GAZA: Hani Al-Masarai turned up the volume when the presenter on a local radio station in Gaza started talking about the municipal elections in the West Bank.
As a guest from Nablus was asked about the local elections, Al-Masarai, 32, who works as a barber, asked, “Why do we not have elections in Gaza?”
The second phase of local elections took place in the West Bank on Saturday, They included 50 cities and villages, including major cities, amid competition between the electoral lists affiliated with the Palestinian factions and independents, without the participation of Hamas and Islamic Jihad.
“Politics controls all the details of our lives, they don’t want our voice to appear, they don’t want us to say no, they look at us as sheep. We don’t have an opinion, they choose for us who rules us and controls us.” Al-Masarai told Arab News.
FASTFACTS
• Divisions between Palestinian leaders have deprived the people of Gaza the right to vote for 16 years.

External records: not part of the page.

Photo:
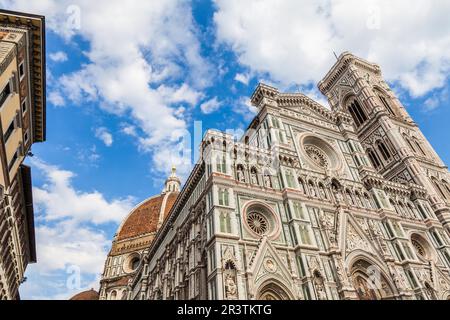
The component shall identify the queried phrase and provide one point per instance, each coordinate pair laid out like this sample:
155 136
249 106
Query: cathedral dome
147 216
86 295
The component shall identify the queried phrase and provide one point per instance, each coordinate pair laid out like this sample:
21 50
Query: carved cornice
339 68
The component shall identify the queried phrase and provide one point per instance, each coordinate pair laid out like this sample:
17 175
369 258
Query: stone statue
254 178
267 181
241 177
230 287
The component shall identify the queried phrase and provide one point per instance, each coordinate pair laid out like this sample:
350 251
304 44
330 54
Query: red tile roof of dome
86 295
144 218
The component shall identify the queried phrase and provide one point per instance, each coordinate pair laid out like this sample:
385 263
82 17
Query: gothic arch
356 110
272 217
422 247
439 188
370 286
274 290
385 99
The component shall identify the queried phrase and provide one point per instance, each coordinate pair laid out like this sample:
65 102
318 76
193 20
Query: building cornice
35 25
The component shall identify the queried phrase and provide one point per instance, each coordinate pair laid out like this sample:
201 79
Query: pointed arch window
221 162
224 197
439 188
357 113
419 146
386 105
447 187
374 159
225 222
290 179
323 191
384 150
409 143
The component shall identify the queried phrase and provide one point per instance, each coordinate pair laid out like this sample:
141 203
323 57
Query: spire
173 183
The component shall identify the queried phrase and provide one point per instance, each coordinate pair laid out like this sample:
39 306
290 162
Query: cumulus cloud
210 106
244 108
59 56
70 234
60 200
56 99
243 78
104 135
294 41
144 61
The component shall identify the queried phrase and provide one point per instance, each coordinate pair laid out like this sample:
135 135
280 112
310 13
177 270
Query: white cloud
104 135
56 99
436 100
245 108
60 200
294 41
243 78
70 234
59 56
135 46
210 106
129 130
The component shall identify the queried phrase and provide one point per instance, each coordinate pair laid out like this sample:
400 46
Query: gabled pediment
268 264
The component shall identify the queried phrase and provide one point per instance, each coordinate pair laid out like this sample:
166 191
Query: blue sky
127 80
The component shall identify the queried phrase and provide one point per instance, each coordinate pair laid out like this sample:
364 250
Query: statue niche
230 283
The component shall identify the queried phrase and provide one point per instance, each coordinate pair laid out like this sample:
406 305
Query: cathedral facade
311 204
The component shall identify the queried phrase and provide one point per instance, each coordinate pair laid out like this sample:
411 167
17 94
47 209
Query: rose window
317 156
258 223
419 249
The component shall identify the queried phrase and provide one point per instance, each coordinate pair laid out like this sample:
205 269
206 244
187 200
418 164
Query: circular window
260 219
132 263
320 153
317 156
258 223
419 249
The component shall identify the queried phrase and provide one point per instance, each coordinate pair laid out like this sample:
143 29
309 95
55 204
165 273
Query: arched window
312 189
254 176
357 113
419 146
409 143
322 191
301 183
446 186
359 200
386 105
225 222
221 163
383 150
402 209
374 159
439 188
350 197
368 201
412 210
394 206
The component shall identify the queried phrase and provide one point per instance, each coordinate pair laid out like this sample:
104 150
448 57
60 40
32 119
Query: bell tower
173 183
393 142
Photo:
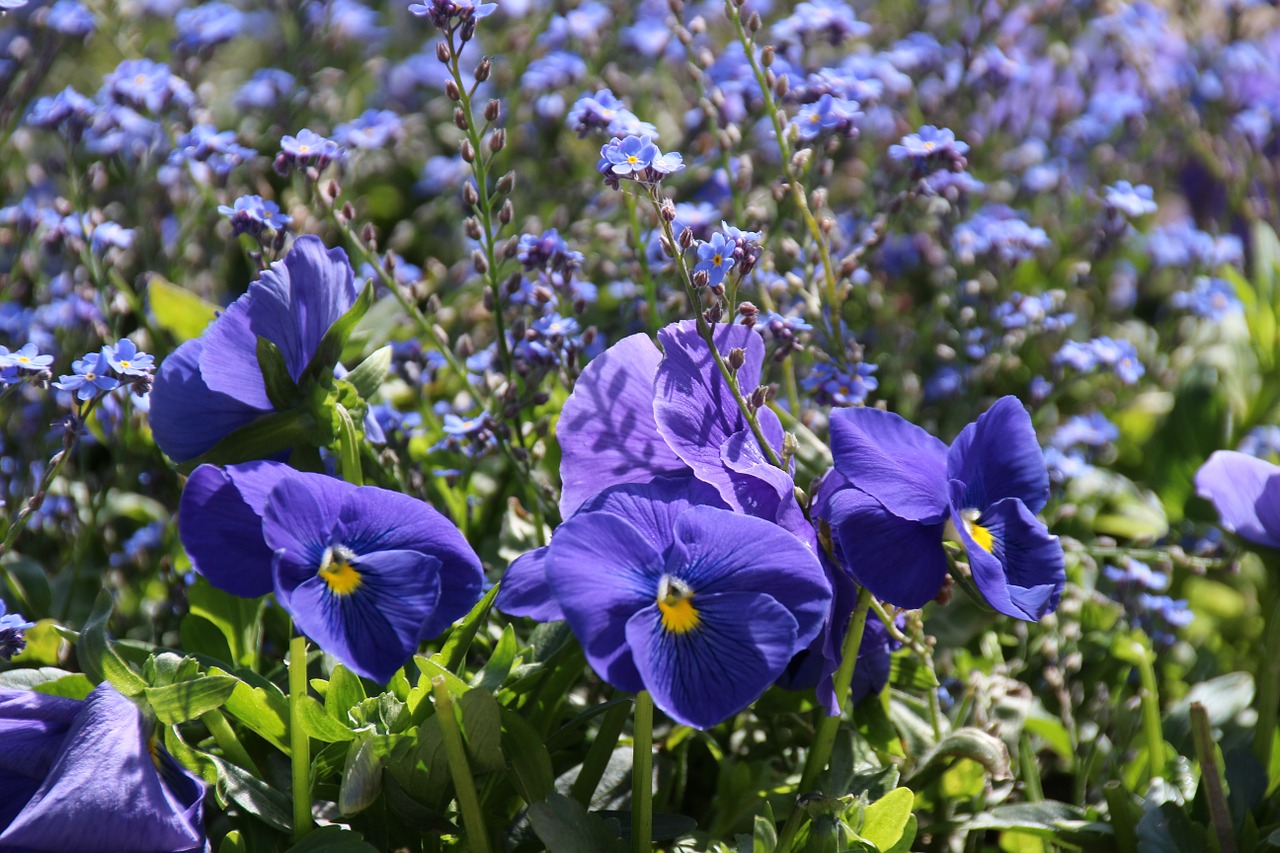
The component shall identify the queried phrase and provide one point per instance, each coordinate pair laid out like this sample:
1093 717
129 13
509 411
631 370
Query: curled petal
900 561
705 675
892 460
999 456
1246 491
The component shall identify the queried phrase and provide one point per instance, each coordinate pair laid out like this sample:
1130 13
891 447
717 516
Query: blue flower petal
703 676
603 570
892 460
999 456
900 561
607 429
374 629
525 589
1024 571
718 551
220 524
1246 492
104 793
187 416
374 519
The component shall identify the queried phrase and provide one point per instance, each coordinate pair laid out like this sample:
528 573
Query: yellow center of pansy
675 601
338 573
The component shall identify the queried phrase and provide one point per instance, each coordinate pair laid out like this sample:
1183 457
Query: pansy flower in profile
1246 492
211 386
368 574
670 592
895 492
87 776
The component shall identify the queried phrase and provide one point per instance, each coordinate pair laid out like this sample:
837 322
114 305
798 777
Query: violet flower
86 776
366 573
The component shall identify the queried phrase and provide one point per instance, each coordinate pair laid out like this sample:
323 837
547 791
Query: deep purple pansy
1246 491
368 574
211 386
86 776
668 592
638 413
895 491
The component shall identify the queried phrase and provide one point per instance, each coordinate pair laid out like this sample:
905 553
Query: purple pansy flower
895 491
1246 491
365 573
213 386
85 776
664 594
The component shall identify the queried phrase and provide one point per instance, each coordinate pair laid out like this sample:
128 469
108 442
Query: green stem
1269 680
1206 751
824 739
300 744
641 775
1151 712
464 784
598 756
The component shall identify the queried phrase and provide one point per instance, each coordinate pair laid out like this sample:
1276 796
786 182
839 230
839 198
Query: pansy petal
999 456
525 589
220 525
1025 569
104 793
1246 491
373 629
603 570
892 460
653 507
700 678
296 300
694 406
301 515
718 551
900 561
374 519
187 416
607 429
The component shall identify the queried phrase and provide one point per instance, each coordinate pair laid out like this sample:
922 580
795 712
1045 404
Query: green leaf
369 375
178 311
280 388
481 730
530 763
320 725
455 649
265 437
329 352
361 778
96 656
565 826
188 699
885 820
333 839
257 798
344 692
71 687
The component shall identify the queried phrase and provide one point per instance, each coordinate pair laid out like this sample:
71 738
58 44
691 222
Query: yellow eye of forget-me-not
337 571
675 602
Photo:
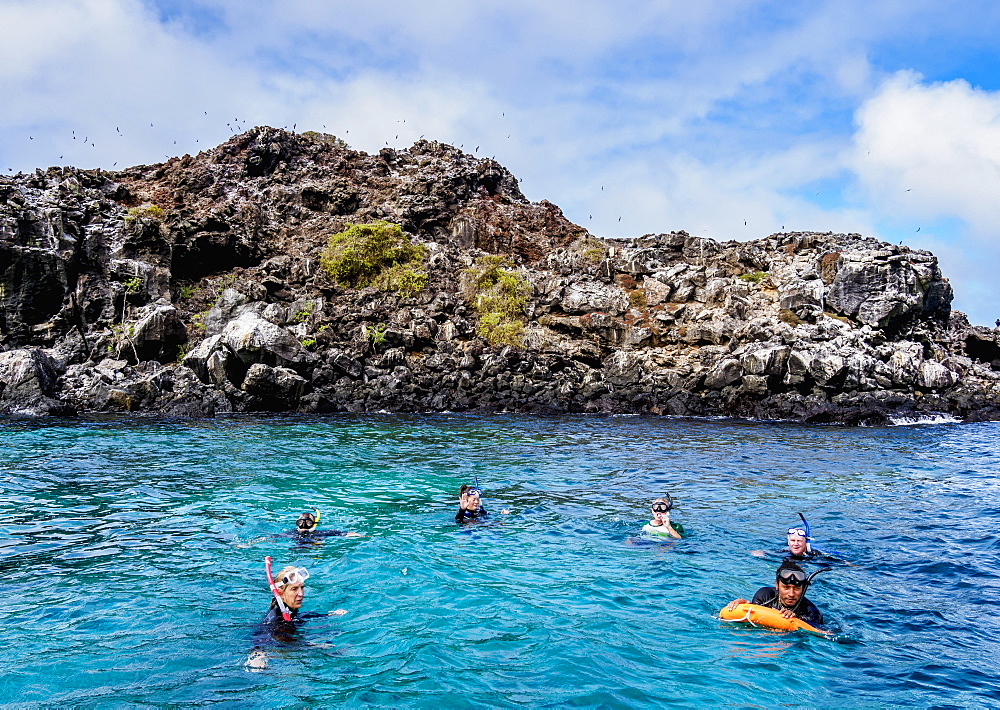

• Fatah and Hamas have more than once agreed to organize the elections, but each time they have been canceled for different reasons.
He has never taken part in any elections in Gaza — he has only watched elections on television when they take place in other parts of the world.
“The last elections in Gaza were in 2006, and at the time, I was about 16 years old and did not have the right to vote. I have waited for a long time for the day I can go to the elections, but unfortunately, this has not happened,” he said.
Fatah and Hamas have more than once agreed to organize the legislative and local elections, but each time they have been canceled for different reasons. Most recently the legislative elections were canceled last May — President Mahmoud Abbas said Israel prevented them from being held in Jerusalem.
Rawan Yunis, 44, is upset that she cannot exercise her right to vote — that Palestinians are exercising their right in the West Bank but not in Gaza.
“We are victims of division. No one looks at us as normal citizens. We have the right to choose who represents us. Each party holds the other party responsible, and in the end there are no elections,” she said.
Rawan has voted twice in elections, the first time in 2005 when Abbas was elected, and then in 2006 for the Legislative Council elections.
“I look at my children and wonder what their future will be without democracy. Democracy gives the citizen the power to influence public policies.”
Hamas has appointed municipal councils in the Gaza Strip every few years without elections since it took control in 2007.
Ahmed Al-Rabai, 73, is not interested in the local elections taking place in the West Bank. “This is an unnecessary political play.”
Sitting in his house with some of his neighbors, he said: “We don’t want elections, we want freedom for our children, we want a decent life. Elections are a game for politicians. Whoever has money and power wins the elections.
“We voted in the elections before that more than once. What happens is, every time an election takes place, the worst comes. Everyone we elected, whether from Hamas or Fatah, tightened their grip on the people, and made us poorer.”